Introduction: The rapid diagnosis of an acute (AIS) ischemic stroke and determination of tPA eligibility requires efficient clinical processes and care coordination. Several quality initiatives have focused on door to needle time (DNT) and tPA rates, but few studies have investigated the impact of specific clinical-process elements on improving these quality metrics.
Hypothesis: There are specific elements of triage and diagnosis processes that are associated with reduced DNT and higher tPA rates.
Methods: A 42-item survey assessing the implementation times of 21 interventions was distributed to facilities in a large hospital system; median quarterly DNT and tPA rates were extracted for 2015-2017 for all hospitals surveyed.

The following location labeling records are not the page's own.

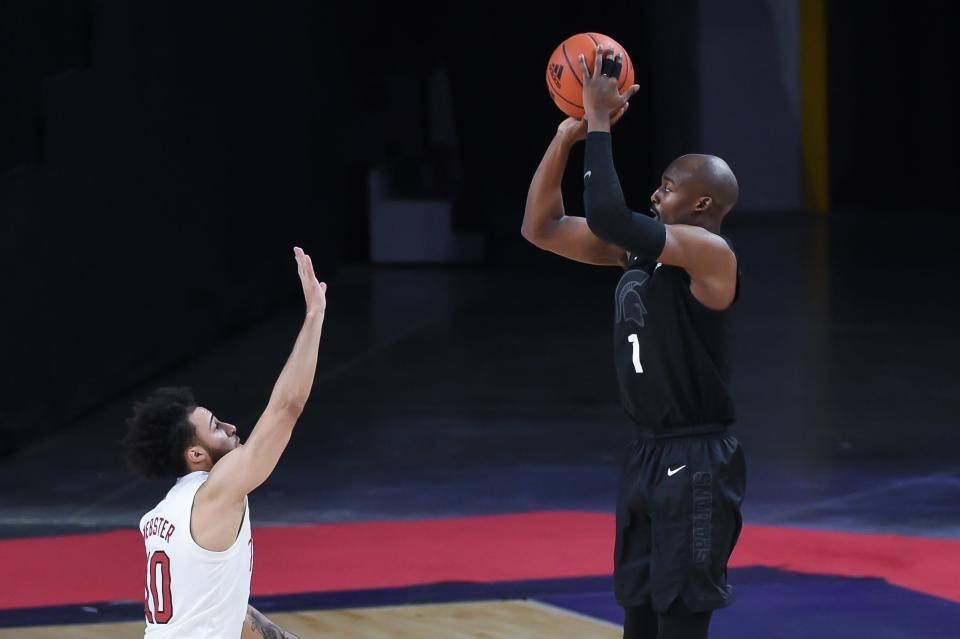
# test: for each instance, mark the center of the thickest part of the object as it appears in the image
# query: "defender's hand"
(314, 292)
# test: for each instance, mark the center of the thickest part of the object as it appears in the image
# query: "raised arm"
(704, 255)
(545, 224)
(241, 470)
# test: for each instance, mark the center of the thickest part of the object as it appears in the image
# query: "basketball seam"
(579, 106)
(570, 64)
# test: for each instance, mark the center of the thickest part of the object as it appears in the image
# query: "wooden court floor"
(473, 620)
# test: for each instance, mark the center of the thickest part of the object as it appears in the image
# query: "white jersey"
(191, 592)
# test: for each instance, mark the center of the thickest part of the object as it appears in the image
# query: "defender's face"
(217, 437)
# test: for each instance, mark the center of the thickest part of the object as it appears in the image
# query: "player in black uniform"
(678, 507)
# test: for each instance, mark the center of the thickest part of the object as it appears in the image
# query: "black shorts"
(678, 519)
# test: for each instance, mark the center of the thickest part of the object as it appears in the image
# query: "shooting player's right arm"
(545, 224)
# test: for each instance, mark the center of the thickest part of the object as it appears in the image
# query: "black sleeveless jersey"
(671, 353)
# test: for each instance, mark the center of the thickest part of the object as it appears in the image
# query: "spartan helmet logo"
(629, 305)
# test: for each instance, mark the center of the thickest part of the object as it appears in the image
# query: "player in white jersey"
(199, 551)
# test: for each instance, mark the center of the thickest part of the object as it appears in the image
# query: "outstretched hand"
(314, 292)
(601, 98)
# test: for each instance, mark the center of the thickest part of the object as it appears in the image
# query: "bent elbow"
(601, 223)
(530, 234)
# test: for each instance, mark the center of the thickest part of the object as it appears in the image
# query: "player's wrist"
(598, 122)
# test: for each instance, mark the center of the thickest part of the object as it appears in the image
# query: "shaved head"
(711, 175)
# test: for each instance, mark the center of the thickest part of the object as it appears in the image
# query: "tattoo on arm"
(266, 628)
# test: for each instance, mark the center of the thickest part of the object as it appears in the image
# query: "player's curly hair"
(158, 432)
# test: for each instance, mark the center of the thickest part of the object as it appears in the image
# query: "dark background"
(158, 161)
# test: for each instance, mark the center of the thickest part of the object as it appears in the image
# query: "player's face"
(217, 437)
(673, 201)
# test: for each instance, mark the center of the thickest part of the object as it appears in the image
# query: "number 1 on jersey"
(636, 352)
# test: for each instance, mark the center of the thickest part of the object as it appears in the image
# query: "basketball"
(563, 69)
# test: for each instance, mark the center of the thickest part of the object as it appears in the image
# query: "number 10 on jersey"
(636, 352)
(157, 589)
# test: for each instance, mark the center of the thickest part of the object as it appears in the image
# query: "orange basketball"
(563, 69)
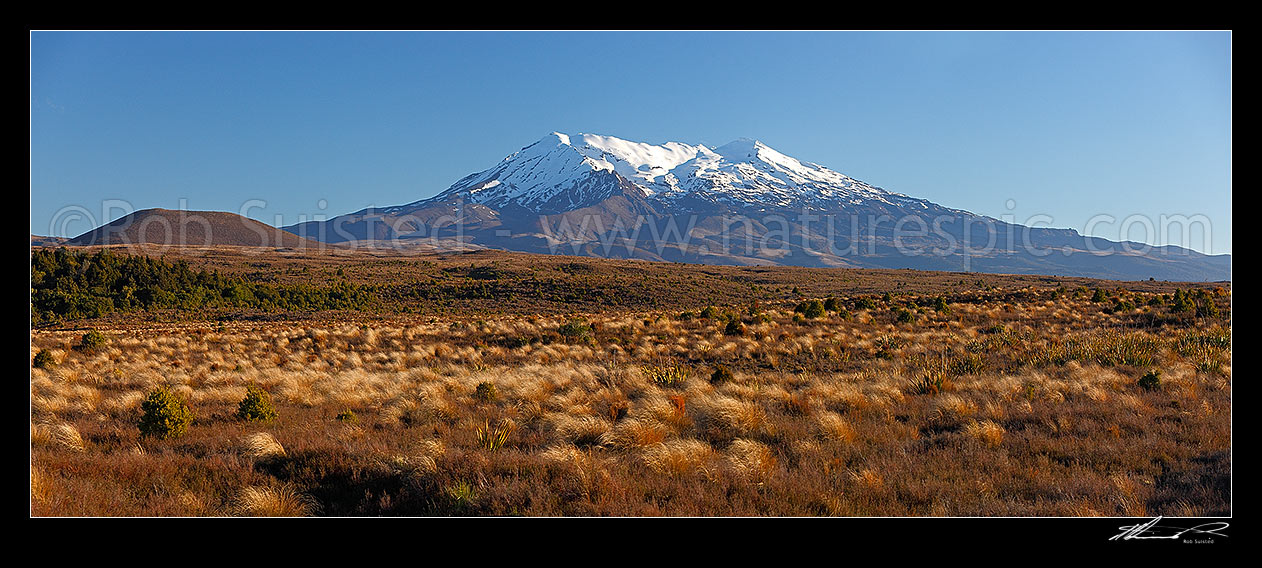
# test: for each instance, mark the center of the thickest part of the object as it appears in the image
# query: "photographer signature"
(1152, 530)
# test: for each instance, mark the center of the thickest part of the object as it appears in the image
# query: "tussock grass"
(1010, 403)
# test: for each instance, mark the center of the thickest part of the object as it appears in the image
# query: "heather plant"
(43, 360)
(721, 375)
(574, 330)
(164, 415)
(666, 375)
(256, 405)
(485, 391)
(92, 341)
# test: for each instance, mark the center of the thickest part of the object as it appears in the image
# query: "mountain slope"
(189, 227)
(738, 203)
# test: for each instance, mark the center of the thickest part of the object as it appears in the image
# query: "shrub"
(1207, 308)
(929, 384)
(92, 342)
(721, 375)
(672, 375)
(574, 330)
(485, 391)
(44, 359)
(256, 405)
(997, 328)
(164, 415)
(967, 364)
(495, 437)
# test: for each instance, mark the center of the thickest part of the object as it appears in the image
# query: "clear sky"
(1072, 126)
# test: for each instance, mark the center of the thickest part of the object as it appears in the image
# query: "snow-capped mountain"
(562, 173)
(738, 203)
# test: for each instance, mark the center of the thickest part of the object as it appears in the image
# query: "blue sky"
(1073, 126)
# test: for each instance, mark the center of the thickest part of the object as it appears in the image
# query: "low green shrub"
(92, 341)
(165, 415)
(256, 405)
(44, 360)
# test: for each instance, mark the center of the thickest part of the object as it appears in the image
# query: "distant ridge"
(159, 226)
(740, 203)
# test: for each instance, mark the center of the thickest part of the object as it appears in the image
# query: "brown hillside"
(191, 229)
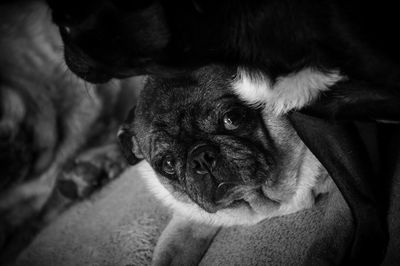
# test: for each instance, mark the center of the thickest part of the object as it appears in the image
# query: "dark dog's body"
(217, 160)
(304, 46)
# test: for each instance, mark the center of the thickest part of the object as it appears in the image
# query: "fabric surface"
(339, 148)
(121, 224)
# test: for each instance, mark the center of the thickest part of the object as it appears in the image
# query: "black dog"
(303, 46)
(287, 53)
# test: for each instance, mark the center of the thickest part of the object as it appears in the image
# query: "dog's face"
(114, 38)
(210, 150)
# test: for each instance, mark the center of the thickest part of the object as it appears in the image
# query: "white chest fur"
(288, 93)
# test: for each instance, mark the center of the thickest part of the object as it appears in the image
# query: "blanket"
(121, 225)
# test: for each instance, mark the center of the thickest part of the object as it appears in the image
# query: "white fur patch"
(288, 93)
(260, 205)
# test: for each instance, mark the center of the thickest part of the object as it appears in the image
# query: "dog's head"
(210, 150)
(116, 38)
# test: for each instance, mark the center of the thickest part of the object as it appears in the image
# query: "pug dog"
(215, 160)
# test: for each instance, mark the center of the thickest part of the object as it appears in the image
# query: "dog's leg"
(183, 242)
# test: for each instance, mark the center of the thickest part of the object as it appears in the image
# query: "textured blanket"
(121, 225)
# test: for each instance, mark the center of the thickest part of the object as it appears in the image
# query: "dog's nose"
(203, 158)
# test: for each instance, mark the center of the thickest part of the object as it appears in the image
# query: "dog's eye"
(233, 119)
(168, 165)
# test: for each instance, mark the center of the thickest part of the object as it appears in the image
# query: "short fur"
(291, 171)
(300, 47)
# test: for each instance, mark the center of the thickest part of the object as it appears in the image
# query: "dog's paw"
(90, 172)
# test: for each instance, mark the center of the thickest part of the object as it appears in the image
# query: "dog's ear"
(128, 141)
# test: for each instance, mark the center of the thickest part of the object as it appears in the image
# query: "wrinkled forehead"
(167, 97)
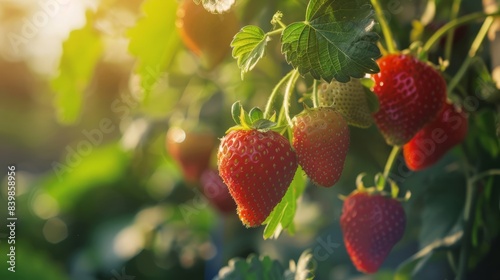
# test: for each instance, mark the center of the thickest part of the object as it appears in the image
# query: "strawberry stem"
(315, 93)
(472, 53)
(388, 166)
(468, 222)
(453, 24)
(389, 41)
(288, 93)
(455, 8)
(391, 160)
(274, 94)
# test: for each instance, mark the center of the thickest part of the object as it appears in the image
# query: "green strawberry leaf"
(216, 6)
(81, 51)
(372, 100)
(250, 269)
(282, 215)
(304, 269)
(256, 114)
(263, 124)
(249, 46)
(158, 26)
(335, 40)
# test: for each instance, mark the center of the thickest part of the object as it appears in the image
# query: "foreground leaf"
(334, 42)
(81, 51)
(249, 47)
(282, 215)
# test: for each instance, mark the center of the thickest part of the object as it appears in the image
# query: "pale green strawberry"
(348, 99)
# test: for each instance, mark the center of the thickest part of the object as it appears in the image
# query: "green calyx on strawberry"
(257, 164)
(410, 94)
(352, 100)
(372, 223)
(433, 141)
(321, 140)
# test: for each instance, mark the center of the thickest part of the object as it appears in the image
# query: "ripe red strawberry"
(410, 93)
(371, 224)
(436, 138)
(348, 99)
(321, 140)
(217, 192)
(207, 35)
(191, 150)
(257, 166)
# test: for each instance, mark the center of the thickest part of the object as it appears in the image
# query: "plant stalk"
(453, 24)
(389, 39)
(288, 93)
(274, 94)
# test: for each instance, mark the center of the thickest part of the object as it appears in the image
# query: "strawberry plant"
(166, 172)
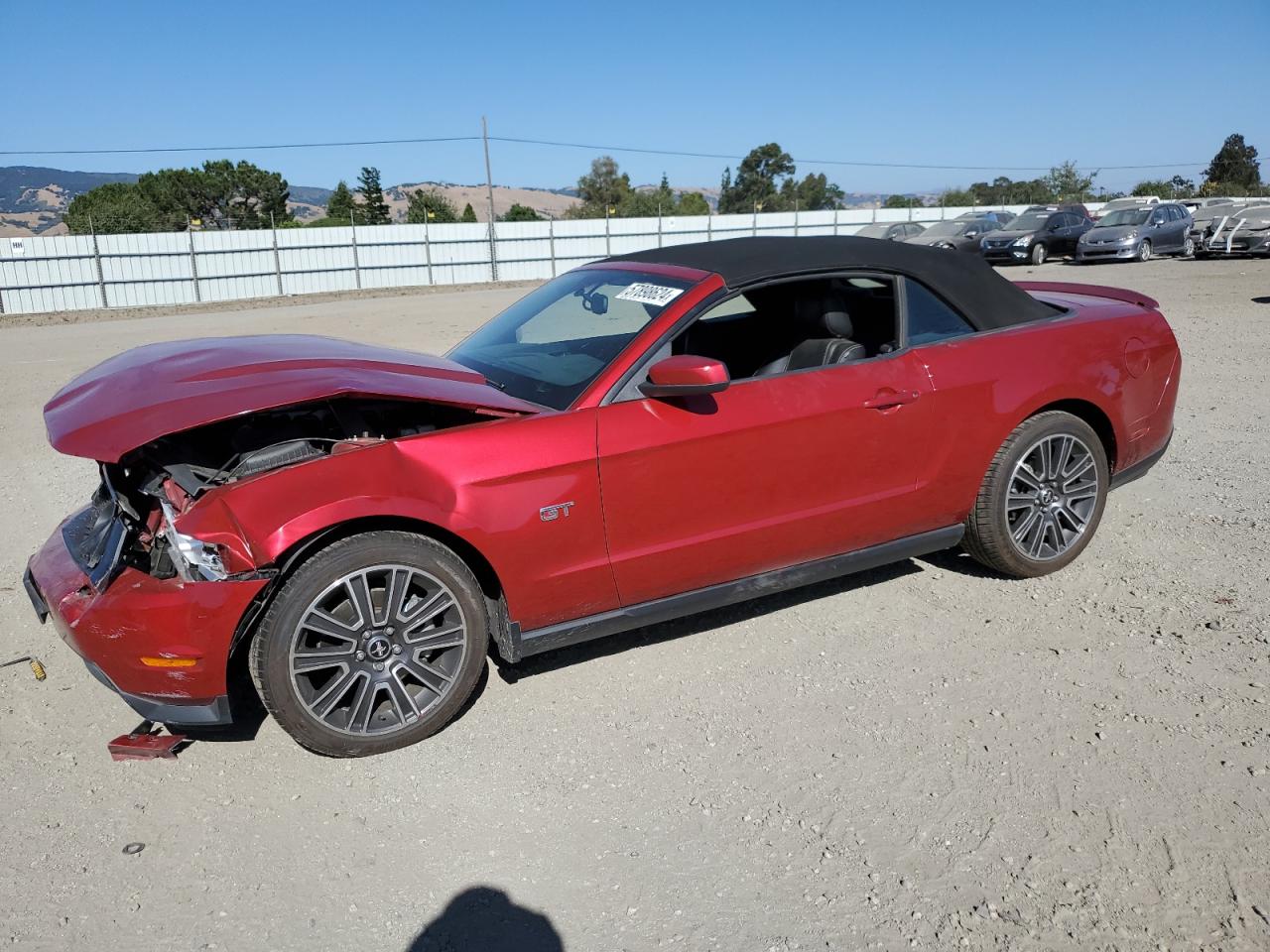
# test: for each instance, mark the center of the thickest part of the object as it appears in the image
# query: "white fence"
(76, 272)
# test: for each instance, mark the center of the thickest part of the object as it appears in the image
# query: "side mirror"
(685, 375)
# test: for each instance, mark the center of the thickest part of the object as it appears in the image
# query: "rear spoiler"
(1064, 287)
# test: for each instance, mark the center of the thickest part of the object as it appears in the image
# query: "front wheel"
(371, 645)
(1042, 498)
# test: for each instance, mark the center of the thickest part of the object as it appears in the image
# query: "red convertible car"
(644, 436)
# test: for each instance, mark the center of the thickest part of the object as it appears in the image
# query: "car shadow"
(956, 560)
(484, 919)
(702, 621)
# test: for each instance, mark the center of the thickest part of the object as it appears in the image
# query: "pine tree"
(340, 203)
(375, 209)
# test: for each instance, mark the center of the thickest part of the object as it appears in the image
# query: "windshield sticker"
(656, 295)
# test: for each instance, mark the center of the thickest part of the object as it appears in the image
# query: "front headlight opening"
(193, 558)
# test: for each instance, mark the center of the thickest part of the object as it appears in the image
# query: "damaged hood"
(163, 389)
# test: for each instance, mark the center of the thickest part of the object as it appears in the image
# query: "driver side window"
(792, 326)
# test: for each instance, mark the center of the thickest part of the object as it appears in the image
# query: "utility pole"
(489, 191)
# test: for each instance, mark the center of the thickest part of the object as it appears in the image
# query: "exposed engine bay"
(132, 517)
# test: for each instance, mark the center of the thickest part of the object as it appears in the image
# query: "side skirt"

We compared the average DNT and tPA rates before and after implementation of the intervention using t-tests and ANOVA. When before-after comparisons were not possible, we compared the average DNT and tPA between facilities that implemented and did not implement the intervention.
Results: 83 (47%) hospitals completed the survey. We found that strong predictors of post-intervention reduction of DNT (p < 0.01) included (i) implementation of pre-hospital communications with EMS, (ii) employment of a full-time stroke coordinator, (iii) bypassing the ED to go directly to a CT scan and (iv) pre-mixing tPA prior to CT. Including a pharmacist and registrar when responding to stroke alerts had the strongest effect on tPA rate (p < 0.01). Weaker effects on tPA rates were seen for implementations of point of care testing for different laboratory values and prioritizing the processing of labs orders for strokes.
Conclusions: This study identified several interventions with the strong effect on DNT and tPA rates, suggesting these interventions could be prioritized at stroke centers. Our results also suggest some commonly cited clinical processes are not associated with shorted DNT and increased tPA rates.